El 1 de agosto pasado, en la provincia sureña de Chubut, Santiago
Maldonado se sumó a un corte de rutas organizado por una comunidad
mapuche que reclama tierras de uno de los mayores latifundistas del
país: la corporación italiana Benetton. La Gendarmería —un
cuerpo armado que debería cuidar las fronteras y territorios
fronterizos— reprimió el corte; esa tarde, Santiago Maldonado
desapareció. Sus amigos y sus parientes lo denunciaron enseguida; un
mes después, nada se sabe. Y nadie parece plantearse la pregunta
decisiva en cualquier crimen: ¿para qué? Cualquier novela policial
lo enseña: para encontrar un culpable hay que encontrar un móvil.

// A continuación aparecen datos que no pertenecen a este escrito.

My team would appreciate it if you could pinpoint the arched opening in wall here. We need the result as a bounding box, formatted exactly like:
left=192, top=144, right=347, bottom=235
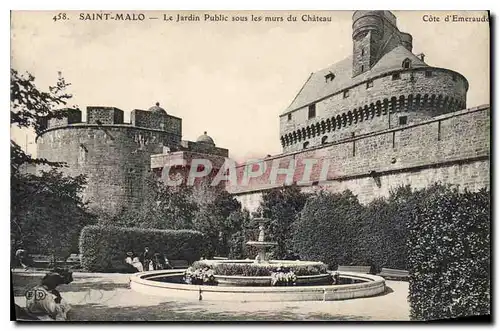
left=407, top=94, right=415, bottom=111
left=382, top=99, right=391, bottom=115
left=443, top=96, right=450, bottom=112
left=326, top=119, right=332, bottom=132
left=365, top=105, right=375, bottom=119
left=391, top=97, right=398, bottom=113
left=402, top=58, right=411, bottom=69
left=429, top=94, right=436, bottom=111
left=422, top=94, right=429, bottom=110
left=436, top=94, right=443, bottom=111
left=370, top=103, right=382, bottom=117
left=399, top=95, right=406, bottom=111
left=415, top=94, right=422, bottom=108
left=78, top=143, right=89, bottom=165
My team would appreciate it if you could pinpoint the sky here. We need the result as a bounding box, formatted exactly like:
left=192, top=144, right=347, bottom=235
left=11, top=11, right=490, bottom=160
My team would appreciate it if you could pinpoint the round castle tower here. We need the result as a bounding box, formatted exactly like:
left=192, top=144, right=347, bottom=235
left=37, top=104, right=182, bottom=216
left=280, top=11, right=468, bottom=153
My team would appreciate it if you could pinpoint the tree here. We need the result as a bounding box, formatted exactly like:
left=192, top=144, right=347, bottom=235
left=259, top=185, right=308, bottom=259
left=408, top=185, right=491, bottom=320
left=10, top=69, right=93, bottom=259
left=10, top=69, right=72, bottom=175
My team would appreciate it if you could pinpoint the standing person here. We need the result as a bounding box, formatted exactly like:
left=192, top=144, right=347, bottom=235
left=142, top=246, right=152, bottom=271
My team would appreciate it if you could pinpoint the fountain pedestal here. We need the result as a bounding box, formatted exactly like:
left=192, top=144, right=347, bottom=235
left=247, top=218, right=278, bottom=263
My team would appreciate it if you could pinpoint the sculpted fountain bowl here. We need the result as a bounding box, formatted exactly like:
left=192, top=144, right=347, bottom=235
left=130, top=218, right=385, bottom=301
left=197, top=260, right=332, bottom=286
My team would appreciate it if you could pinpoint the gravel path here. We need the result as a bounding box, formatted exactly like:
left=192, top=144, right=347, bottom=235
left=13, top=270, right=409, bottom=321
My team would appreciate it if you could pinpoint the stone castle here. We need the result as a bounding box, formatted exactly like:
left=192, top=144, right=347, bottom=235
left=38, top=11, right=490, bottom=214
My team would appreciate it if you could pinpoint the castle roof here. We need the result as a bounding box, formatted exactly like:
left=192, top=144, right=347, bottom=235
left=283, top=46, right=428, bottom=114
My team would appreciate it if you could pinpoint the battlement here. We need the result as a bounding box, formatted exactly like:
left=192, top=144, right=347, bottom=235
left=46, top=106, right=182, bottom=136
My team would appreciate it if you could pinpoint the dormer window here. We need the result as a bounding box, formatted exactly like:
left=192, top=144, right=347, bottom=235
left=308, top=103, right=316, bottom=119
left=325, top=71, right=335, bottom=83
left=403, top=59, right=411, bottom=69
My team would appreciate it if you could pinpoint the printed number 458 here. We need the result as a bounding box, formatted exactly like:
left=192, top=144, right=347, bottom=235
left=52, top=13, right=68, bottom=22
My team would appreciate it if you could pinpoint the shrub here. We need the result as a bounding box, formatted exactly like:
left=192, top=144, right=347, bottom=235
left=353, top=186, right=418, bottom=273
left=80, top=225, right=205, bottom=272
left=408, top=185, right=490, bottom=320
left=294, top=191, right=363, bottom=269
left=258, top=185, right=308, bottom=260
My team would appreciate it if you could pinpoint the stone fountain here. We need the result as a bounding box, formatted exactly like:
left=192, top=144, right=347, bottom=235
left=130, top=217, right=385, bottom=301
left=247, top=217, right=278, bottom=263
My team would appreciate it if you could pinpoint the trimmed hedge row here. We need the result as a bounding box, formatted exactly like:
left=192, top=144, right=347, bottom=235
left=80, top=225, right=206, bottom=272
left=408, top=186, right=491, bottom=320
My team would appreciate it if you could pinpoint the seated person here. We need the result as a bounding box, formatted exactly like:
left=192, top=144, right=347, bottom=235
left=26, top=269, right=73, bottom=321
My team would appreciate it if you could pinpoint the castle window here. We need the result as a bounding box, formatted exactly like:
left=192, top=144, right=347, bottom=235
left=308, top=103, right=316, bottom=119
left=325, top=71, right=335, bottom=83
left=403, top=59, right=411, bottom=69
left=399, top=116, right=408, bottom=125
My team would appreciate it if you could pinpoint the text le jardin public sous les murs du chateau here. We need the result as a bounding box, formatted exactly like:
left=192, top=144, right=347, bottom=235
left=79, top=13, right=332, bottom=22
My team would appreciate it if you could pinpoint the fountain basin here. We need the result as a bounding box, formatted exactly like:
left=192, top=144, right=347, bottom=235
left=130, top=270, right=385, bottom=302
left=214, top=274, right=332, bottom=286
left=247, top=241, right=278, bottom=247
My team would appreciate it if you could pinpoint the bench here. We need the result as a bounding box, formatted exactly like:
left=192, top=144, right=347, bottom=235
left=168, top=260, right=189, bottom=269
left=378, top=268, right=409, bottom=280
left=337, top=265, right=371, bottom=274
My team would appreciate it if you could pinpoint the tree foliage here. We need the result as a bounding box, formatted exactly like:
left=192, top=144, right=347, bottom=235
left=293, top=191, right=363, bottom=269
left=10, top=69, right=93, bottom=258
left=408, top=185, right=491, bottom=320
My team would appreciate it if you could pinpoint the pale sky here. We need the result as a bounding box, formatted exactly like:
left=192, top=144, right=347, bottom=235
left=11, top=11, right=489, bottom=160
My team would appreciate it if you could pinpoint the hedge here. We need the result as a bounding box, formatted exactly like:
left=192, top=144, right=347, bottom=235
left=192, top=261, right=328, bottom=277
left=79, top=225, right=206, bottom=272
left=408, top=186, right=491, bottom=320
left=293, top=191, right=364, bottom=270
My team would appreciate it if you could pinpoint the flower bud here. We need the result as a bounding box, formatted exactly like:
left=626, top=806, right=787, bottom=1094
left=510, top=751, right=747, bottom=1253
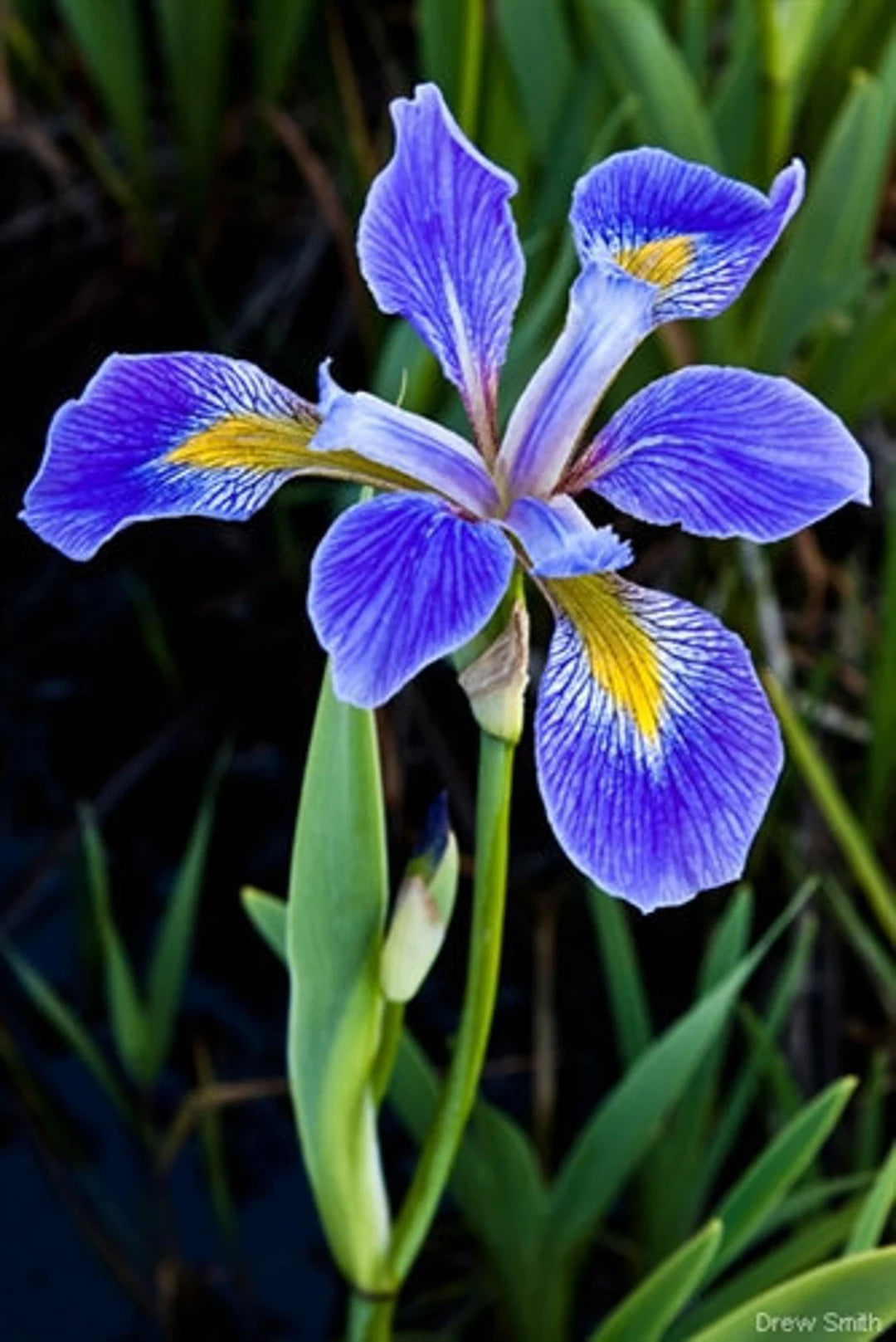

Es muy difícil descubrir a quién podría beneficiar la
“desaparición” de Santiago Maldonado... La opción más
lógica es que Maldonado haya sido víctima de la violencia represiva
de unos gendarmes. Pero no tiene sentido que ese destacamento
haya recibido de su gobierno la orden de asesinar: “Señores, vayan
y maten a alguien para imponer el orden” —y menos aún cuando ese
gobierno ha hecho todo lo posible para que su oposición no pueda
reprocharle ningún muerto—. En la Argentina, desde 1983, los
gobiernos que matan suelen pagarlo caro.
Es
mucho más pensable que unos gendarmes se excedieran en el uso de la
fuerza y que después no hayan encontrado mejor solución que ocultar
la prueba de su delito, de su estupidez. Y que lo sigan negando
por camaradería o como quiera que eso se llame. Si es así, son el
producto de años de gobiernos incapaces que no consiguieron
civilizar lo suficiente a sus fuerzas represivas.
Pero
todo son hipótesis: nadie consigue saber qué fue de Maldonado. La
búsqueda, dicen los voceros oficiales, es intensa. Su fracaso solo
acepta dos explicaciones: o bien el Estado argentino es tan
fallido que no es capaz de descubrir, tras un mes de supuestas
investigaciones, qué fue de un ciudadano, o simplemente no quiere
hacerlo. Ninguna de las dos favorece al gobierno...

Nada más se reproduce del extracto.